The gyrated tetrahedral-octahedral honeycomb or gyrated alternated cubic honeycomb is a space-filling tessellation (or honeycomb) in Euclidean 3-space made up of octahedra and tetrahedra in a ratio of 1:2.

It is vertex-uniform with 8 tetrahedra and 6 octahedra around each vertex.

It is not edge-uniform. All edges have 2 tetrahedra and 2 octahedra, but some are alternating, and some are paired.

It can be seen as reflective layers of this layer honeycomb:

==== Construction by gyration ====
This is a less symmetric version of another honeycomb, tetrahedral-octahedral honeycomb, in which each edge is surrounded by alternating tetrahedra and octahedra. Both can be considered as consisting of layers one cell thick, within which the two kinds of cell strictly alternate.
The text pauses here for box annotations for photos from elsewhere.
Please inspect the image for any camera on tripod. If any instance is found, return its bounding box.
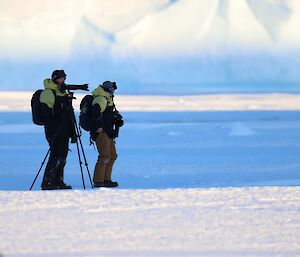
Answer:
[114,111,124,137]
[61,84,89,91]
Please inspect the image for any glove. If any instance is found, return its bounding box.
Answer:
[82,84,89,91]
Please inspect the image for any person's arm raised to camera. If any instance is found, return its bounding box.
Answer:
[92,96,107,133]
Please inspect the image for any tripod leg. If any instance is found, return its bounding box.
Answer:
[76,136,85,189]
[79,133,94,188]
[29,148,50,191]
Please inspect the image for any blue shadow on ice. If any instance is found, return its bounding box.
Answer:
[0,111,300,190]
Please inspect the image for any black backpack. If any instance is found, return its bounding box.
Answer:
[31,89,45,126]
[79,95,94,131]
[31,89,56,126]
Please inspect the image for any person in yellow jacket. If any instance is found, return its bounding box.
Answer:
[91,81,124,187]
[40,70,74,190]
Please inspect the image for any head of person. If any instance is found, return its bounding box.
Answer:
[101,80,117,95]
[51,70,67,86]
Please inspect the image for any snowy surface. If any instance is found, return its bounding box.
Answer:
[0,187,300,256]
[0,93,300,256]
[0,92,300,112]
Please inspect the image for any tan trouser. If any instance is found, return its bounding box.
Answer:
[93,132,118,182]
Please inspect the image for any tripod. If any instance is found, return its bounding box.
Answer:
[29,92,94,191]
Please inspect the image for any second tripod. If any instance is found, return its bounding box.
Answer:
[29,92,94,190]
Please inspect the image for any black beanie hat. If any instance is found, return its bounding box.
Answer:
[51,70,67,81]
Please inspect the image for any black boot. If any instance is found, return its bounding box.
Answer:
[104,180,119,187]
[41,158,58,190]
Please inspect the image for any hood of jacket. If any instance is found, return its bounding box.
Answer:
[44,79,65,96]
[92,86,112,98]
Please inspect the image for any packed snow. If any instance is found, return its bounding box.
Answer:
[0,187,300,257]
[0,92,300,256]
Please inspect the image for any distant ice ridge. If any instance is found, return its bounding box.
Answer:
[0,0,300,94]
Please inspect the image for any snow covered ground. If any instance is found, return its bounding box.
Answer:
[0,187,300,256]
[0,94,300,256]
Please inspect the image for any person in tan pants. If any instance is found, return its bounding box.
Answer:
[91,81,124,187]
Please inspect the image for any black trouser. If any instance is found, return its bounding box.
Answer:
[42,133,69,187]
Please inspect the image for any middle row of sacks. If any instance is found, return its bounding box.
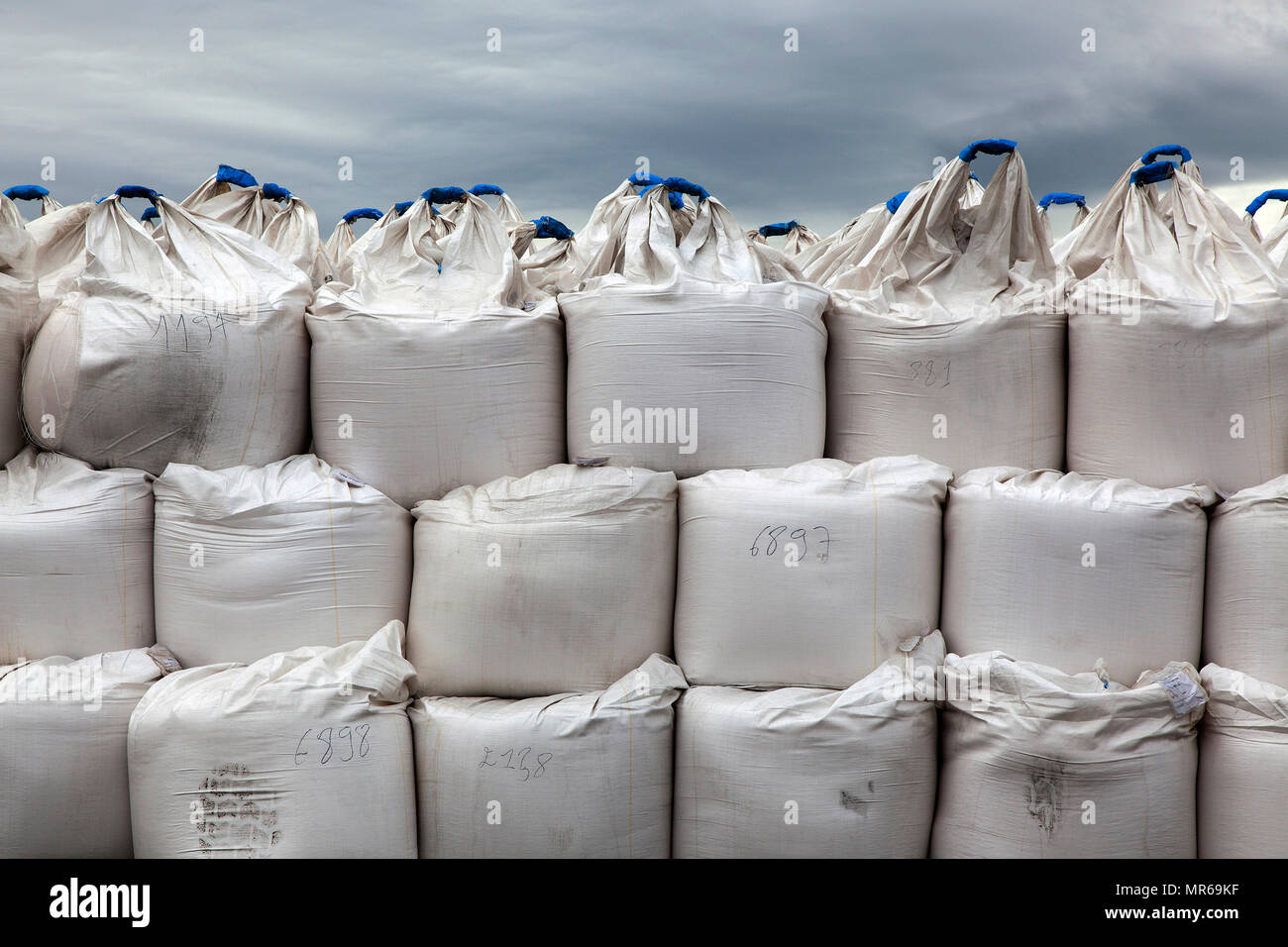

Because the faces on the planes separating these layers form a regular pattern of triangles, adjacent layers can be placed so that each octahedron in one layer meets a tetrahedron in the next layer, or so that each cell meets a cell of its own kind (the layer boundary thus becomes a reflection plane). The latter form is called gyrated.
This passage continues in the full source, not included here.